What is actually going on in the secretive kingdom is anyone's guess.
Saudi Arabia's dramatic power play on oil production came just two days after a major crackdown and high-profile arrests of several of the kingdom's most powerful sheiks.
Although there has been no official explanation, Bloomberg News reports that:
Prince Ahmed bin Abdulaziz (the last surviving full brother of King Salman bin Abdulaziz) and Prince Mohammed bin Nayef (a former heir apparent to the Saudi throne with strong ties to the US security establishment) had been plotting a coup."
As if assessing global economic risk wasn't hard enough with an increasingly authoritarian Chinese regime and an erratic US President - this stuff adds an impossible new layer of geopolitical complexity.
It's clear though that something is awry in the traditional diplomatic alignment of US/Saudi interests on oil.
The Saudi regime must have known its actions would be almost as damaging to the US as they are to Russia.

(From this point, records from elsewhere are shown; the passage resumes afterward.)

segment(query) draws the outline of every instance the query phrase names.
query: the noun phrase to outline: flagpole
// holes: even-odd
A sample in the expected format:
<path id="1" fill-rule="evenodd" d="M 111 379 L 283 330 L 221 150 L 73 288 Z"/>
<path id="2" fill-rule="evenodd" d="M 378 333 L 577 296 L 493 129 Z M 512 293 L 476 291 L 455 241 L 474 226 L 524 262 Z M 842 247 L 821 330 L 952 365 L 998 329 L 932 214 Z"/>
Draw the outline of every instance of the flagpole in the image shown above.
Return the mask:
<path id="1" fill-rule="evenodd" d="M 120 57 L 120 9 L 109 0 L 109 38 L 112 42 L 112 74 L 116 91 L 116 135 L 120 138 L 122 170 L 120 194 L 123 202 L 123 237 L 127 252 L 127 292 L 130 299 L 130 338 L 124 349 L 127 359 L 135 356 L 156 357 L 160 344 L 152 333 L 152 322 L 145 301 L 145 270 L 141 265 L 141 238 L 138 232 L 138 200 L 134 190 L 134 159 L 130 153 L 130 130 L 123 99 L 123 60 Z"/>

For starters, there was the inevitable Wall Street panic.
That reached right around the world - all the way to our KiwiSaver accounts - and directly undermined a President who's staked much of his reputation on the raging bull market.
But, more specifically for the US economy, at current prices much its shale oil industry becomes instantly unprofitable.
That's terrible for Donald Trump given how much he has politically staked on the US energy sector.
In fact its not good for energy producers anywhere.
In this part of the world we've seen Australia's stockmarkets hit much harder than ours as gas and coal producers get drawn into the energy slump.
In the US the price crash also creates risk for a number of banks which are highly exposed to the energy sector.
The giants of Wall Street - JPMorgan Chase, Bank of America, Citibank and Wells Fargo - saw their shares fall by between 12 and 16 per cent on Monday.
But a number of smaller regional banks have much higher exposure to energy companies - many saw their shares fall by more than 20 per cent.
With the crunch that sparked the 2008 global financial crisis top of mind, a spill-over from the energy sector to credit markets is the big fear now.
Then, overlaying all of that, the coronavirus continues to spread.
It continues to keep downward pressure on global demand. And, despite some signs of improvement, supply chain shocks due to the China shutdown are still heading to a peak.
Technically there is time for Russia and Saudi Arabia to pull things back from the brink.
There are existing production agreements in place until March 31.
If the US has any diplomatic clout left it must surely be trying to bring it to bear.
But, frankly, the current leadership looks embattled and out of its depth just coping with the domestic health crisis.